I feel incredibly mislead about the testing requirement at Relativity. Throughout the interview process everyone played it down and so I felt fairly confident accepting the job knowing that I'd have to pass the RCA exam to remain employed. After I was hired everyone began to be a lot more honest about the exam. People told me they've cried (a lot), their families didn't see them for six weeks and they were constantly stressed. I know they told me this because they were trying to be comforting but it only made me feel worse. What kind of company wants its employees to feel like this? What kind of company wants new hires to spend their first six weeks feeling anxious, afraid, and stressed? Fyi most HR employees don't have to sit for this exam so they don't really understand what the people they're recruiting have to go through and cannot honeslty answer your questions about it.
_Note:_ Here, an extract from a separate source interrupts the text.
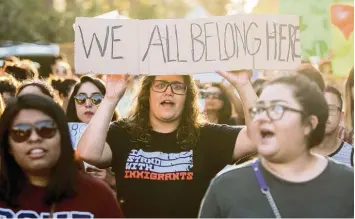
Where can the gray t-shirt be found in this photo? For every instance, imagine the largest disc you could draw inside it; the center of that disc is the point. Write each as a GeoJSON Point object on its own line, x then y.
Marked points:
{"type": "Point", "coordinates": [235, 193]}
Adding to that, they had a very sink or swim mentality with training for the test. They claimed people were there to help but when I asked for help the most I received were links to videos or articles (which all new hires have already seen). Nobody walks you through the software. It's self study mixed with a few heavily accelerated workshops (and the workshops are not in your own learning environment so all the examples are scrapped at the end of the day and you have to start from scratch). The people who supervise RCA training are nice but they want to remain hands off. Don't expect them to pop by your desk to check in. Don't expect an invite to their desk to talk things over. The most you'll get is a slack convo (if you initiate).
You have to dig around their 6+ websites and find the training materials on your own. Adding to that, the training materials are filled with jargon and do not clearly break down each task into smaller steps. There is so much assumed knowledge and seemingly nowhere to gain this knowledge.
You will never be given the right answers for your practice work so for all you know, you could be studying the wrong thing for six weeks. There is no place to troubleshoot when you've made a mistake in the testing environment so you're basically stuck unless one of your peers is kind enough to take the time to help you figure it out (and they're just learning themselves). They're really big on peers helping peers in training but it is truly the blind leading the blind. No one knows what they're doing and honestly, no one has time to help others who are having a hard time catching up.
Lastly, you're isolated for the first six weeks of employment so you won't even know what your actual job is like for nearly two months. You'll be seated with people who are also taking the RCA and really won't interact with your actual team at all during this time.
It's a ridiculous way to start a job. It's setting staff up for failure. I know they like to think they're making this huge investment in employees but really they're just weeding out people who ask questions. Critical thinking is not valued here. Taking a job at Relativity is absolutely gambling with your livelihood and mental health. The pay is average and honestly, they offer no incentives that are competitive enough to offset this risk. Before you accept an offer here be sure to watch the training videos on their website. If you can't follow along then you probably won't do well here.